Феноменология ненависти. Моральная и структурная «асимметрия» сторон
Как уже отмечалось выше, развитие ситуации проходило в определенной зависимости от психологических стереотипов сторон в отношении друг друга.
Стереотипное восприятие друг друга постоянно подстегивается неосторожными высказываниями и усиливающими их эффект СМИ. СМИ, в том числе и центральные, были склонны к освещению неких радикальных установок как ОТКРОВЕНИЙ, как некоторых свидетельств о «подлинных взглядах и замыслах». При этом богатство отношений двух народов начинает заведомо сводиться к специфической однозначности, подобно тому, как упрощена история, рассматриваемая нами как «предыстория конфликта». Сами участники событий начинают воспринимать друг друга в медиа-опосредованном виде, через эту призму радикализма — сначала вербального, а затем и деятельно-практического. Через эту призму вскрывается якобы потаенное, обнаруживается некое «откровение» с чужой стороны. И реальность уже ожидается как подтверждение худшего — вот, наконец, показалось подлинное лицо врага. Стереотипному образу «контранарода» соответствуют ожидания «присущих данному народу действий».
Например, один из ингушских лидеров Б. Богатырев обещал, что «никакая национальная гвардия (осетин) не спасет. Неужели осетины думают, что мы выстроимся на границе и пойдем в атаку? Будет совсем другая тактика...» (128). Высказывания, прозрачно намекающие на тактику «повседневного террора» и медленного выдавливания, становятся затем излюбленным местом осетинского цитирования как ПОДЛИННЫЕ свидетельства, свидетельства о подлинных намерениях.

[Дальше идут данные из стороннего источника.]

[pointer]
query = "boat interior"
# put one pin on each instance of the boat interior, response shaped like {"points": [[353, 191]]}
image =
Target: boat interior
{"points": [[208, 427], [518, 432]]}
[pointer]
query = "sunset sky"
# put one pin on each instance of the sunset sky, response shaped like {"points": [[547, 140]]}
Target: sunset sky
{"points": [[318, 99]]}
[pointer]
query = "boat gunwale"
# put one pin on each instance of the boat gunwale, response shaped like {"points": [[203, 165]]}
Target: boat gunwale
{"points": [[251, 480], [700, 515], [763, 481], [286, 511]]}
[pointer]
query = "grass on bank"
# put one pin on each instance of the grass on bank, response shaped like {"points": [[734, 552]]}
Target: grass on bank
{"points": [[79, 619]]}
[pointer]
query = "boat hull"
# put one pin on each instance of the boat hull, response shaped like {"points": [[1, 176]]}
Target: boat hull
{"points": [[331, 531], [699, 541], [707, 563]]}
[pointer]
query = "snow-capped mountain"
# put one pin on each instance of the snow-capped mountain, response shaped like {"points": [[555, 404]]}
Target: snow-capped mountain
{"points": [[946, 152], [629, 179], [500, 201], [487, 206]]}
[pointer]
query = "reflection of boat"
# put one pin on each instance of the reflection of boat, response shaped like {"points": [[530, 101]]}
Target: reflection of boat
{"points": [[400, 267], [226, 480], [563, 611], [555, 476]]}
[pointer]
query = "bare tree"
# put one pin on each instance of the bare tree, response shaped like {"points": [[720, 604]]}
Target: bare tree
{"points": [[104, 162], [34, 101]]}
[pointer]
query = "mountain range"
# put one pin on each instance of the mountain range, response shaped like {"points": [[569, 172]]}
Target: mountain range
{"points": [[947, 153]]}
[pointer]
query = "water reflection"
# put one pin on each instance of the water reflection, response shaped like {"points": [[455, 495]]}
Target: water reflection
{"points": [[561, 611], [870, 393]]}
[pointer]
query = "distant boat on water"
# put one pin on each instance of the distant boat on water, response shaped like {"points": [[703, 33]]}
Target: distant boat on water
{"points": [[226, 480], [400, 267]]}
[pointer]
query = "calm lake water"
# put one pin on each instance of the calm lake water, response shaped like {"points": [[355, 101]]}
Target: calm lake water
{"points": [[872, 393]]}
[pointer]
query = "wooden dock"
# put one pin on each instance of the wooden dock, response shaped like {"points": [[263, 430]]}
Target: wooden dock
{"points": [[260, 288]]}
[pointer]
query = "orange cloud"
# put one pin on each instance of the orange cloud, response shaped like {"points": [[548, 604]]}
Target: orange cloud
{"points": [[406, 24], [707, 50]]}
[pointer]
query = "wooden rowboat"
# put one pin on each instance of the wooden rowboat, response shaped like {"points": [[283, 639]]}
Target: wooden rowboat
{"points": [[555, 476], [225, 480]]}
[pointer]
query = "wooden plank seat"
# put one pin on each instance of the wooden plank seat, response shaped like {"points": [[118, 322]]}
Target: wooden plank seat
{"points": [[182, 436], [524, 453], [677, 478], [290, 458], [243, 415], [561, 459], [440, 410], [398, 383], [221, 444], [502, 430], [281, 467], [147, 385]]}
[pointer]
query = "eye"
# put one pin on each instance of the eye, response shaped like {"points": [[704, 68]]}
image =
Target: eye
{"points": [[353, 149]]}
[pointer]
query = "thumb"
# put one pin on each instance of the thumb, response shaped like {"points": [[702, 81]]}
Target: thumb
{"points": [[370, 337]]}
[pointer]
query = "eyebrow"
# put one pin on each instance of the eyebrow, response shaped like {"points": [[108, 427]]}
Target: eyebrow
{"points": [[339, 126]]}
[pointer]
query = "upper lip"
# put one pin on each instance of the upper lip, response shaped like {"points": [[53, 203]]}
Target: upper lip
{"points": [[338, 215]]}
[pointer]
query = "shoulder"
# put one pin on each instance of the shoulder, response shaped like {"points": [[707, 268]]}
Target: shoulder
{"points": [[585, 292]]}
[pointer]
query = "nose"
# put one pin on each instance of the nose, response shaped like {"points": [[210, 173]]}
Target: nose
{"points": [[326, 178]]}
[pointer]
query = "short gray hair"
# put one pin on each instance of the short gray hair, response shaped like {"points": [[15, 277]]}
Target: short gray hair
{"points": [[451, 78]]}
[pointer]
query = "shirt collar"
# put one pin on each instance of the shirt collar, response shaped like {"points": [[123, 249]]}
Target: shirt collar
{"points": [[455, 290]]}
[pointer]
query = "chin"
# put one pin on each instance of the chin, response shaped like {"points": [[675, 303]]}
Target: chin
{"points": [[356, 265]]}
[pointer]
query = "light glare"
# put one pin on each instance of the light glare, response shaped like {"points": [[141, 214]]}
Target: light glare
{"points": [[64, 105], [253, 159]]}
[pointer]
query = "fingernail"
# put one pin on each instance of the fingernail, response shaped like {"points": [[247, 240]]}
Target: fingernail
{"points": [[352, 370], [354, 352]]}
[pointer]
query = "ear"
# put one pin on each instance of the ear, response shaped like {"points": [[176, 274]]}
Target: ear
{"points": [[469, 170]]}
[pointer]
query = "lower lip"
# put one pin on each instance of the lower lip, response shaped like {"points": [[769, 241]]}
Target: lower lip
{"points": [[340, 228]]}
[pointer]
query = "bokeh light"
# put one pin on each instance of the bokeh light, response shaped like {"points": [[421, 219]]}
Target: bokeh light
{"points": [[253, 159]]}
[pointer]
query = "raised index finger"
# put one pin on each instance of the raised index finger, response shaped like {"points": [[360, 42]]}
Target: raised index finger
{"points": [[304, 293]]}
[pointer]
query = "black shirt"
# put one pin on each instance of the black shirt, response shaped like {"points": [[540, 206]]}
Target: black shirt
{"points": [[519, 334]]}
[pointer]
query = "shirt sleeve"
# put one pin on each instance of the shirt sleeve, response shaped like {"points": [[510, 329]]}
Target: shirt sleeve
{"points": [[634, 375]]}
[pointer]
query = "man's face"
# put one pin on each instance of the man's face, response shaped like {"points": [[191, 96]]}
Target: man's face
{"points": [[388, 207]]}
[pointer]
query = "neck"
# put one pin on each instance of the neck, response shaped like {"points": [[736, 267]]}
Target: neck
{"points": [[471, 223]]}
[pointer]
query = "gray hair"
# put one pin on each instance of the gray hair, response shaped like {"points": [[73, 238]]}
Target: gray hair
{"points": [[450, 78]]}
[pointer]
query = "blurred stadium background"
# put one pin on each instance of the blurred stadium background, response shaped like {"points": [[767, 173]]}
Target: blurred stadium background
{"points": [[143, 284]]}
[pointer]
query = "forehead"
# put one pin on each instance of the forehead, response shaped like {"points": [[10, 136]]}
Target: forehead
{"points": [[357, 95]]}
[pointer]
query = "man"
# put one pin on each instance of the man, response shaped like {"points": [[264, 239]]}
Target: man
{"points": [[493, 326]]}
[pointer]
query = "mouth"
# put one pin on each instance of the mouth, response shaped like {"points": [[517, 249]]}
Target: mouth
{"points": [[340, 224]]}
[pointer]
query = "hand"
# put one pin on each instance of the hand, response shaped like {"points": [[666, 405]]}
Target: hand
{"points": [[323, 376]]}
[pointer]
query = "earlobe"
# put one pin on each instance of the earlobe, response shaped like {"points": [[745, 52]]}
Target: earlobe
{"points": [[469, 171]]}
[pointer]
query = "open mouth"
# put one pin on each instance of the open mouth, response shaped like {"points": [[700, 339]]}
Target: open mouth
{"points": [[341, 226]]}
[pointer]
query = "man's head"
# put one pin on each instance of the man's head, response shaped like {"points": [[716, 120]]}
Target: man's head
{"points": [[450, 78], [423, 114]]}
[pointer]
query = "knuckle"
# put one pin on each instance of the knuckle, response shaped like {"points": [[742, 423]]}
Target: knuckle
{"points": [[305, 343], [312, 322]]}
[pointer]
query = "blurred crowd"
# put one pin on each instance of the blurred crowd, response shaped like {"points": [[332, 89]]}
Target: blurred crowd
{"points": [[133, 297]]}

Я рискну утверждать, что в целом социально-психологическое измерение конфликта в 1989–1992 годах можно было выразить следующим образом: уверенность и решимость ингушей, с одной стороны, сомнения и неуверенность осетин, с другой. Это соотношение психологических типов иногда представляется «национальным характером, выкованным судьбой», неистребимым стремлением жить на родной земле — у ингушей и, соответственно, «сознанием своей неукорененности, комплексом гостя на чужой земле» — у осетин. Данное различие проявляется, например, в установках на «возможность проживания осетин и ингушей в одних населенных пунктах»: осетины не выдерживают «напряженного соседства» с ингушами и склонны к выезду. Представляется также, что установки на «невозможность совместного проживания осетин с ингушами», широко распространенные сегодня в Северной Осетии, также являются не просто «идеологическими конструкциями» властей (129), а производными некоторого устойчивого социального опыта, пропущенными через соответствующую массовую политическую культуру. Эти установки фиксируют реальный психологический дискомфорт осетин в населенных пунктах ПР, особенно в тех из них, где ингуши численно преобладают. Осетинская иллюзорная надежда на сегрегацию как на гарантию психологического комфорта и безопасности, собственная неспособность выживать в данном соседстве с ингушами, отсутствие умения «ладить с ними» декларируются в требовании о том, что ингуши должны быть лишены права проживать в тех селах, где живут осетины.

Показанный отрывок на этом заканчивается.